My niece asked if she could come and make a pavlova. I've made pavlovas twice and both times they suddenly deflated minutes before they were due out of the oven. But, being a person who enjoys challenges and because a reader wrote a couple of weeks ago asking if I've made pavlovas before, I told her I could give it another try.
This time the pavlova didn't fall. I think the difference is that I didn't reduce the sugar and I also baked the meringue at a lower temperature of 125 C instead of 140 C. The last two times, the pavlovas were an egg-shell brown before they suddenly fell flat. That was quite a frustrating experience watching two pavlovas fall.
Although my third pavlova didn't fall, it was far from being a success. The crust was soft and sticky and the meringue had a ring of clear liquid sugar around it. I didn't know what to do with it so I left it out on my dining table for a whole day and night. The pavlova shrunk a little and the crust crisped up a bit but it was nothing like the crusty pavlovas I've picked up in Australia. I had followed the instructions carefully. My bowl and whisk (borrowed from a friend who doesn't bake; my mixer problem still not solved) were squeaky clean. My egg whites were at room temperature which btw is very warm these days since we are getting into the rice harvest season. I had beaten the whites until they were stiff and shiny. I had put the meringue into the oven at 150 C and turned it down to 125 C less than a minute later. I left the meringue in the oven to cool completely before taking it out. I even baked the meringue for 1 hour 45 minutes, 15 minutes longer than stated in the recipe. Did all that, and the meringue was still soft outside and in, and smelt rather egg-white eggy. If anyone has baked a successful pavlova in this humid weather, please give me some advice.
Niece wanted to bring the disaster meringue home so I filled a plastic peanut butter jar with dairy whipping cream and left it in the fridge until she was ready to leave. As we walked to her car, I started shaking the jar rapidly to see if it would thicken into whipped cream, like those whipping cream in canisters. After about 30 seconds, there was no more slushy sound from the bottle.
So although I have no solution or recipe for a no-fail pavlova, I'm sharing with you a quick, easy way to whip up a small amount of cream. No need to drag out the machine or wash extra utensils. No need for electricity. Next time you have a ladies' tea and you are bringing scones, just put your cream in a plastic bottle (I think air and space are important for the cream to whip up so do not fill more than 1/4 of your bottle), chill it and when ready to use, shake the bottle until there's no slushy sound and there you are, whipped cream ready to use, straight from the jar. The whipped cream will not be as stiff as machine-whipped cream so it's best for non-decorating purposes such as for serving with tarts, pavlovas, trifle and so on.

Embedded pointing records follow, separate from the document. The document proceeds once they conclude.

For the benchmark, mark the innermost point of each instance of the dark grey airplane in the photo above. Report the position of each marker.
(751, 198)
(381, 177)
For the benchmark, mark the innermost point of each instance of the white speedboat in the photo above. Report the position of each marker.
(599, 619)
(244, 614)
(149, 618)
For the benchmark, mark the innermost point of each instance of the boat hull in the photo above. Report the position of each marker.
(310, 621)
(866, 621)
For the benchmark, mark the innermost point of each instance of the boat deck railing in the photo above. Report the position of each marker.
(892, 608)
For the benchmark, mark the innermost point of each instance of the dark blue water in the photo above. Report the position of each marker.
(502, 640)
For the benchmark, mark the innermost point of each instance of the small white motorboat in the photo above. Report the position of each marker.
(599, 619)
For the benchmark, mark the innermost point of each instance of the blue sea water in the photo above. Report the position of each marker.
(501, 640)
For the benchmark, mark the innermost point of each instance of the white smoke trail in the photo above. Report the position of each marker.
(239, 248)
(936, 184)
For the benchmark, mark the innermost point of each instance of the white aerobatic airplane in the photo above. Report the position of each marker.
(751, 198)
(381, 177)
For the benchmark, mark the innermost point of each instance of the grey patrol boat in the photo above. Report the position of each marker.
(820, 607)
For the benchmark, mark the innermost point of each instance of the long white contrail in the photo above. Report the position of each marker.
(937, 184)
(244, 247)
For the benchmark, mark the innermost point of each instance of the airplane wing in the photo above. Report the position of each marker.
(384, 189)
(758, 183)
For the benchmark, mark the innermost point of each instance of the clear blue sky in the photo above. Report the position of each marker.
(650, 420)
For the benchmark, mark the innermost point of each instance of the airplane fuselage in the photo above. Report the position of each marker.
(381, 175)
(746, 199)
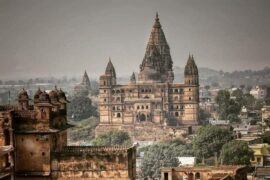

I suppose if you want to be even more resourceful, you can continue shaking the jar and make butter for the bread too.
Note: as with cream whipped by machines or otherwise, results are best if the cream is chilled very well. One way to tell is if the slush sound is slow and dull when you shake the carton. A fast, sharp slush that sounds more like milk than cream will not work. I actually put my carton of cream in the freezer for 5 minutes or so, and use the sound test. Do not leave cream in the freezer to freeze because it will spearate into solids (fat) and liquid.